Tim Sweeney: Well, the main benefits are for the player. Let’s start with social. It’s a lot more broken than most people realize. If you’re only playing one game with your friends all the time, then A) you’re in a situation that works fine, and B) you’ve self-selected friends that happen to work with that platform and social ecosystem. In the old days, before Sony and Microsoft talked to each other, that was you playing with all people on the same console platform, and today it’s across consoles.
But if you go from Fortnite to Apex Legends, you can’t bring your existing friend connections over, if they’re across platforms. Right now, there’s different completely separated social ecosystems on Xbox, PlayStation, Switch, Steam on PC, and then bespoke developers’ social ecosystems. Epic has one, and it’s awesome, and it’s open to third-party developers. Most publishers have their own. EA has one, and Activision has one, and so on.
It’s now clear that nobody’s going to end up with an absolute monopoly over gaming.
Tim Sweeney
It makes it really, really hard to switch from one game to another. So, when a new publisher comes out with a game and you go play it, your friends are several steps away from it. If it’s a paid game, you have to buy the game. If it’s a free game, you can just download it, but now you have to find them. You have to message them somewhere else and say, ‘Hey, here’s my name on Epic. It’s not my name on, you know, EA’s system.’ And there’s just a massive amount of friction there. The whole engine of growth of social in the world today, looking at social networks and games, is around users being easily able to connect with their friends, and that’s broken. So, call number one is for all of the major publishers and platform operators to get together and connect our systems.
But do you think that’s realistic? Microsoft and Sony each want to carve out their own world. They don’t want to share. How do you dissolve that friction?
I think you will find that the attitudes that they had, where they each wanted to conquer the world on their own in good times, is replaced by a more pragmatic attitude in these darker times in the whole game industry, in which everybody should come to the realization that the value of connecting is higher for everybody than remaining separate.
It’s now clear that nobody’s going to end up with an absolute monopoly over gaming. Sony is not going to have one, Microsoft’s not going to have one, Valve’s not going to have one, Apple’s not going to have one, Google is not going to have one. So the thesis to connect becomes ever stronger, and in these down times when companies are going through this massive turmoil, they would much rather connect than downsize their companies ever further.

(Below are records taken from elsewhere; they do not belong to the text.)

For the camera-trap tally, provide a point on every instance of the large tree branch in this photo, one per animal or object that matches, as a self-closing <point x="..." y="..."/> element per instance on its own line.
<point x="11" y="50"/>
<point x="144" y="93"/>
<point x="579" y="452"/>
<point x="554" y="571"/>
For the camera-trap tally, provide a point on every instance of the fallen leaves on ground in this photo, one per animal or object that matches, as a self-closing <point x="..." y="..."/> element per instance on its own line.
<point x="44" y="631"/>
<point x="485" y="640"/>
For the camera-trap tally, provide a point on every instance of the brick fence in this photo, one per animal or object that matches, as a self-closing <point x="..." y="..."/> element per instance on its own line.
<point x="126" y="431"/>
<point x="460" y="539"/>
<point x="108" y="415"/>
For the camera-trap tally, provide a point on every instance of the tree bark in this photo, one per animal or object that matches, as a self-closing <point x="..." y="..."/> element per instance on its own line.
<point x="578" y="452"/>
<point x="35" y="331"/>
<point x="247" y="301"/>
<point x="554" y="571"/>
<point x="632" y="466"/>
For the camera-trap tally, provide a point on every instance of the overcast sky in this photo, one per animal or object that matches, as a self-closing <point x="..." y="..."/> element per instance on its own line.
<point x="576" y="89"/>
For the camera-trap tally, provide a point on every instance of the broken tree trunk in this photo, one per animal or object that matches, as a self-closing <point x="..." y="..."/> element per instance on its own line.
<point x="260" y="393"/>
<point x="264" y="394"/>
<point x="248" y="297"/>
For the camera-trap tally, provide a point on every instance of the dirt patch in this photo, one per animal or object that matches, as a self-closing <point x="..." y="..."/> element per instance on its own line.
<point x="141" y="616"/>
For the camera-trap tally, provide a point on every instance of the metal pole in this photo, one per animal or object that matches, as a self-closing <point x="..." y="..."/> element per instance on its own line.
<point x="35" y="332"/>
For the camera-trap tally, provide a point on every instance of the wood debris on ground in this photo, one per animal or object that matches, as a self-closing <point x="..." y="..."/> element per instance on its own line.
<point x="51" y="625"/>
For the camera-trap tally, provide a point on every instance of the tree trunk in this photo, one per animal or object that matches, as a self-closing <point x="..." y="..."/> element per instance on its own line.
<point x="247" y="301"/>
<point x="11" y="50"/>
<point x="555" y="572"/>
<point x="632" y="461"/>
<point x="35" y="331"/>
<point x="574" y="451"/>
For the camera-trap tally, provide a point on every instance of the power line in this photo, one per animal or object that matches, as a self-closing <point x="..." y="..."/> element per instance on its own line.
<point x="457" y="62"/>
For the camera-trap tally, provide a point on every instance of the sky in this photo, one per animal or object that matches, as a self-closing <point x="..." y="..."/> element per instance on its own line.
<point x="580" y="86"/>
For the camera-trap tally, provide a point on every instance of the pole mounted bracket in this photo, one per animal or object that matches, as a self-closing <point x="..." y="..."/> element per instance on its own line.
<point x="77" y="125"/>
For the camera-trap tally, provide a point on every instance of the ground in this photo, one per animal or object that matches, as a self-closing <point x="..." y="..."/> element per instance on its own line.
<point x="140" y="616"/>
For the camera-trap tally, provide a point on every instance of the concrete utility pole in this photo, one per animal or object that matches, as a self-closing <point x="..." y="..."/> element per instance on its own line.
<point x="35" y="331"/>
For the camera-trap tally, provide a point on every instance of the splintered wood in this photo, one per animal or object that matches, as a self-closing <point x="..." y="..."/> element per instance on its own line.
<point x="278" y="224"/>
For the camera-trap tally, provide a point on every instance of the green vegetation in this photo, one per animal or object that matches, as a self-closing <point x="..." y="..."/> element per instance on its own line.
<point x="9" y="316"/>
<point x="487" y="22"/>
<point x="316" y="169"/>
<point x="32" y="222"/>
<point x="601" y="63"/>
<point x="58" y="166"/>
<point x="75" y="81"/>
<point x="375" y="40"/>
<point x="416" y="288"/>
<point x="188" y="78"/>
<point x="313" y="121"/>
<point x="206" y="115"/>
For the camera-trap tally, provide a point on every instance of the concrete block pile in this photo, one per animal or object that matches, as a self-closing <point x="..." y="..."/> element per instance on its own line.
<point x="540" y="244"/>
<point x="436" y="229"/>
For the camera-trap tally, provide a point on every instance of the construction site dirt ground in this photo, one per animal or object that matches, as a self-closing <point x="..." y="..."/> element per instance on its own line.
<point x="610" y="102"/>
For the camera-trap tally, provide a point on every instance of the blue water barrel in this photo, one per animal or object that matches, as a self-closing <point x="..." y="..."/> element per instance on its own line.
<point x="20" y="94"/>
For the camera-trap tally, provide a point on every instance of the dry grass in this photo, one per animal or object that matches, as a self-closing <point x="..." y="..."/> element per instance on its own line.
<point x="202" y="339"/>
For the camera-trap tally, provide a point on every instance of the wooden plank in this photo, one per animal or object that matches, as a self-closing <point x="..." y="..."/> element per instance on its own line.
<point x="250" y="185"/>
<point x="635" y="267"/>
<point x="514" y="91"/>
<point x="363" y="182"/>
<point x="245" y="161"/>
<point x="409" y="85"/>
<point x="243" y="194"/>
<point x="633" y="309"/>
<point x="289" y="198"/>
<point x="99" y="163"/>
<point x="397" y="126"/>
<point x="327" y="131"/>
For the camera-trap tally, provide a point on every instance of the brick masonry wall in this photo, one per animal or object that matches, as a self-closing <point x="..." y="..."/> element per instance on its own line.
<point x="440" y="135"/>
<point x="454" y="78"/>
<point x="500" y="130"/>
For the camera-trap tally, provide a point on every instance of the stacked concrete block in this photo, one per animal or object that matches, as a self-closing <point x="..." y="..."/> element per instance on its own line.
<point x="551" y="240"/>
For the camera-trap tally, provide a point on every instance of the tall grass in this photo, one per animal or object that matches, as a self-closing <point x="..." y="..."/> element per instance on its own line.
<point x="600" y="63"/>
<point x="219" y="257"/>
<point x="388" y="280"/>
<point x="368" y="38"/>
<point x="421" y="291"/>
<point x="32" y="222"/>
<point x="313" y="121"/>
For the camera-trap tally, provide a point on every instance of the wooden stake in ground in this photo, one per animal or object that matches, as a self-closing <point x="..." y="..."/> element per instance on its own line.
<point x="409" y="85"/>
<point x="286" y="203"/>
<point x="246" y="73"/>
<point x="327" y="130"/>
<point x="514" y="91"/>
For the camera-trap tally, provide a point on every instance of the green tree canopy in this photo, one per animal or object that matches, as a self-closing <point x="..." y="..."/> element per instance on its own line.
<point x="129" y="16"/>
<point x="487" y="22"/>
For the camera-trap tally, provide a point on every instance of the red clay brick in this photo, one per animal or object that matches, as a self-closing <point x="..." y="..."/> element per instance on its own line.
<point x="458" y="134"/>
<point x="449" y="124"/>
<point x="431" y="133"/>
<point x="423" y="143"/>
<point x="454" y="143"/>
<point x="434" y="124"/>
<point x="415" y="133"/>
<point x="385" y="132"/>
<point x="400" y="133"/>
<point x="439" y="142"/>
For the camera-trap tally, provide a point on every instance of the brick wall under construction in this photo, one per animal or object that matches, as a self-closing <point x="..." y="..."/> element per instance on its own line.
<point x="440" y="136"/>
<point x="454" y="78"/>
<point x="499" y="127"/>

[Above: Tim Sweeney’s closing remarks at Unreal Fest 2026.]
So is it less about games sharing content, and more an infrastructure issue?
Well, there are two levels. The low level social substrate is actually the easier problem. It turns out all these social ecosystems use the exact same low-level protocol for voice chat, and most of them use the same protocol for text chat, and so we have different servers with different names for our players, but you know that the tech industry had this problem in the 1980s, if you’re old enough to remember it.
I actually am, I turn 50 this year.
Yeah, so every company had their own email system—employees could talk to each other, and you know, they’re tech companies with computers back then, this newfangled technology, but they couldn’t talk across companies, and so they got together and decided on a standard for email address formats. They decided to put an at sign at the end of their names, and then the domain name, and that’s what we need in gaming. We need Tim@Epic to be a person who’s distinct from Tim@Xbox and Tim@Sony and Tim@Steam and Tim at everywhere else.
Can I be Tim2@Xbox? If you take Tim1.
[Laughs.] And these problems are solvable, they’re solvable technically, because we’re very close to having the technical standards we need for it, and they’re also solvable from the point of view of safety and moderation.
When the game industry was under pressure from Congress to ensure that kids weren’t accessing games meant for adults, the ratings bodies were formed, and ESRB, and a bunch of others internationally each got together and set standards for game ratings, and the same thing can happen for social ecosystems in order to ensure that there’s a way for everybody to connect and the players to all be safe.
The Valve question
Later in our discussion, we returned to the topic of Epic’s plan to recruit Unreal Engine developers and platform holders into “Team Open.”
PC Gamer: Are you currently speaking to other major industry players, and have they expressed interest in coming on this journey with you?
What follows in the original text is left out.